An inter-Governmental Conference was called and held in 1928 to decide all issues relating to refugees and in an Arrangement to extend the protections afforded. The 1928 Arrangement differed markedly from the previous 1922 and 1926 Arrangements in a key way. First, it extended the previous coverage to small numbers of Assyrian, Assyro-Chaldean persons of Syrian or Kurdish origin as well as some persons of Turkish Origin and the mandate of the High Commissioner was also extended to cover these groups. In the absence of diplomatic protection, refugees were entitled to benefit from actions taken on their behalf by a succession of League of Nations High Commissioners.[21]
Second, and more fundamentally, although again in the form of non-binding recommendations, the 1928 Arrangement set standards for the recognition of personal status and addressed issues such as the right to work, access to court, protection against expulsion, equality in taxation and the state’s responsibility to honour identity certificates. The 1928 Arrangement signified the League of Nations’ first attempt to standardize the rights to be extended to refugees.

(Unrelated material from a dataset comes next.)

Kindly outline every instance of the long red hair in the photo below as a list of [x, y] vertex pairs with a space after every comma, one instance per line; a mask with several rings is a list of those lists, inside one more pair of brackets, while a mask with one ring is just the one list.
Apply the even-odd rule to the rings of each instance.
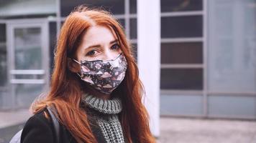
[[69, 58], [74, 56], [81, 38], [93, 24], [104, 26], [114, 31], [127, 61], [125, 77], [111, 93], [111, 97], [118, 97], [122, 102], [123, 110], [119, 119], [124, 137], [129, 142], [155, 142], [150, 131], [149, 117], [142, 103], [144, 89], [139, 79], [132, 46], [120, 24], [109, 12], [102, 9], [80, 6], [66, 18], [58, 39], [50, 92], [45, 98], [32, 104], [34, 114], [42, 111], [46, 106], [54, 105], [59, 121], [78, 142], [97, 142], [91, 130], [86, 113], [80, 106], [82, 92], [86, 92], [84, 91], [86, 85], [68, 68]]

These first refugee agreements did not set specific responsibilities for states other than co-operation in the recognition of League of Nations documentation. States assumed that the refugee phenomenon would resolve itself either through naturalization in host states or the return of refugees to their countries of origin when conditions normalized.
[a]3. THE 1933 CONVENTION
The response to the 1928 Arrangement was not satisfactory. As the ‘temporary’ refugee problem refused to disappear and economic and political instability rose in the 1930s, states increasingly refused to assimilate refugees as most-favoured foreigners, instead focusing resources on their own citizens. Many governments adopted legislation prohibiting the employment of foreigners. Even France, which had been the major country of immigration in Europe and was home to many of the Russian and Armenian refugees, was convulsed with anti-alien feeling.

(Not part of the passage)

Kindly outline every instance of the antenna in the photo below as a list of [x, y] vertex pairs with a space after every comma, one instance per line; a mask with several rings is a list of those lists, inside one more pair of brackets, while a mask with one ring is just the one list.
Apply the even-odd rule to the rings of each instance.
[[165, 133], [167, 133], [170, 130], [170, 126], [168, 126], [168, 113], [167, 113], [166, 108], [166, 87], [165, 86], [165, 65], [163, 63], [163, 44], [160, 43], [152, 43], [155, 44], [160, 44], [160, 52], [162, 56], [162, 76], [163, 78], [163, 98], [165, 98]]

In August 1931, there was a proposal to the League of Nations to establish a formal convention which would ‘stabilise the situation’ of refugees with the anticipation of the liquidation of the Nansen International Office at the end of 1938. A Committee of Experts was set up by the Nansen Office which in their report concluded that a convention was necessary and endorsed a simplified procedure for the conclusion of the convention. Crucially, the draft convention which followed would impose a series of obligations upon signatory states rather than the non-binding recommendations system of the previous agreements.
The Intergovernmental conference met in October 1933 to attempt to find this more secure grounding for refugee protection. Government representatives from 15 states attended the three-day meeting in October of 1933. Two members of the Committee of Experts, Nolde and Rubinstein, were present, as were several prominent refugees representing the Central Committee for Armenian refugees. After three days, agreement was eventually reached on a text and the Convention relating to the international Status of Refugees[22] was adopted. The ‘simplified procedure’ that had been proposed rapidly produced a treaty.